Ahmad : Bah ca bouge pas mal, j’ai des périodes (rire). Pour la période « Justin Herman Plaza », c’était une sorte de retours à mes fondamentaux avec les ambiances épiques, grandiloquentes mais un peu oniriques et poétiques aussi. En bouquin j’ai pas mal lu de Donald Goines, là je termine juste « Dans l’abime du temps » de H.P. Lovecraft, le dernier Karim Madani m’a bien plu aussi. Le film qui m’a vraiment parlé ces derniers temps c’est « Two Lovers », de James Gray. Lui, je kif carrément son univers, il a une recherche de la justesse qui me parle vraiment. C’est du « quotidien » épique. Apres il y a quelques séries, comme « Breaking bad », « The Wire », qui m’ont fait squatté l’écran, ainsi que quelques classiques de James Cagney. Au niveau musical ces derniers temps j’ai beaucoup écouté l’album « Down to Earth » de Wonder, « Transformer » et « Berlin » de Lou Reed me giflent a chaque fois, le groupe Hint vs Ez3kiel. Pas mal de reggae aussi, comme The Congoes surtout leur « Heat of the Congoes », et j’ai bien aimé le dernier Biolay. Niveau rap, le « black album » de Jay-z tourne encore beaucoup, le dernier Cam’ron, Elzhi, The Clipse, le Q-tip. J’ai énormément écouté le « Layover » de Evidence, et il y a un p’tit nouveau J-cole, j’ai vraiment kiffé sa Tape « The Warm Up ».
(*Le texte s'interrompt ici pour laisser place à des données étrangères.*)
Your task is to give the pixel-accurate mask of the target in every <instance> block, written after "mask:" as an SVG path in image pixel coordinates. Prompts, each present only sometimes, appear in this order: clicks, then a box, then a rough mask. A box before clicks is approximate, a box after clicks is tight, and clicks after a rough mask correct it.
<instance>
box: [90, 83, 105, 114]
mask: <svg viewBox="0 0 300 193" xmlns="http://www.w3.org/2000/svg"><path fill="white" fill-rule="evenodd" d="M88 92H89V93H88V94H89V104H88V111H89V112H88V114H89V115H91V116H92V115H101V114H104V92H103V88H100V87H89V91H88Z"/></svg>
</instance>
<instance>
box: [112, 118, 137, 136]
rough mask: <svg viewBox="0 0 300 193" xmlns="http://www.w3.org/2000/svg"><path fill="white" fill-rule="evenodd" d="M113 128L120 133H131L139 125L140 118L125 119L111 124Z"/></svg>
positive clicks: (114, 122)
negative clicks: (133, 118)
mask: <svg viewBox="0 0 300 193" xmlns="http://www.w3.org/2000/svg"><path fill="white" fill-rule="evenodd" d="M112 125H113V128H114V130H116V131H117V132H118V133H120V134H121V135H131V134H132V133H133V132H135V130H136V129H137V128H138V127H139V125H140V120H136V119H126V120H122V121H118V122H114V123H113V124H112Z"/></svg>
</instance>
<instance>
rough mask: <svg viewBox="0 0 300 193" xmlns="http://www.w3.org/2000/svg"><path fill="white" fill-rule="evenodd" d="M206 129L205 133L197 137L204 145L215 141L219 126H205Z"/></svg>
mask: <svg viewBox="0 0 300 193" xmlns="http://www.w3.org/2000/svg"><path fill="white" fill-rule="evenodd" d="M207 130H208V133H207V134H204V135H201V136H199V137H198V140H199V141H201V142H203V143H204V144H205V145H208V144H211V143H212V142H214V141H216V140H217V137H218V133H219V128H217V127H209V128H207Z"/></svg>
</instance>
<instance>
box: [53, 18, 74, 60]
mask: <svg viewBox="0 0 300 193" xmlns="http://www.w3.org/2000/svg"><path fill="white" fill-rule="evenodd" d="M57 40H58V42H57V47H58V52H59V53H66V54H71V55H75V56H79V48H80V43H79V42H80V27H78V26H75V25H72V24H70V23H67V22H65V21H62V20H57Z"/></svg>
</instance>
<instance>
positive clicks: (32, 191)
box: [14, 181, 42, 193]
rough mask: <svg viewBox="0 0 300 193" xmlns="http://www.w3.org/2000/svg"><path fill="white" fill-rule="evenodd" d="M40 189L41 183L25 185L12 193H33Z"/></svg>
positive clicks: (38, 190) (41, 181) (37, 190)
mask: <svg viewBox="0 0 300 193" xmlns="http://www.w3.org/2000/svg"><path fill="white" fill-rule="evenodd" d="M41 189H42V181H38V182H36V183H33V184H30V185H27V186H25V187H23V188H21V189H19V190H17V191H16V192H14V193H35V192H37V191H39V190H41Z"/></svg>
Adikt : Quel regard tu portes sur tes deux précédents albums ?

Ahmad : Je les réécoute rarement mais je les aime bien. Ils me sont nostalgiques replacés dans leur contexte. Ils portent bien l’air du temps auxquels chacun a été conçus. En fait j’ai eu pour tous les projets le même objectif final, mais ils se font à chaque fois de manières différentes. Au fil du temps je vois de plus en plus mes 2 précédents albums comme ayant la même finalité mais avec les styles et les manières propres à ce que je ressentais pour la conception de chacun. Il en est de même pour le « Justin Herman Plaza », c’était toujours le même objectif mais d’une manière un peu différente. « Je suis Coltrane avec une paire de Nike / Ma zik se rapproche de ce qu’ils appellent le rap »

Adikt : Personnellement, les musiques que j’ai le moins appréciées sur l’album sont celles où tu n’es pas seul. Je trouve qu’elles tranchent avec le reste des titres, principalement parce que les deux concernés semblent vraiment un cran en dessous de toi au niveau flow, purement rap (c’est un avis strictement personnel). Qui sont Marcus Monk et Grio ? Que penses-tu de ça ?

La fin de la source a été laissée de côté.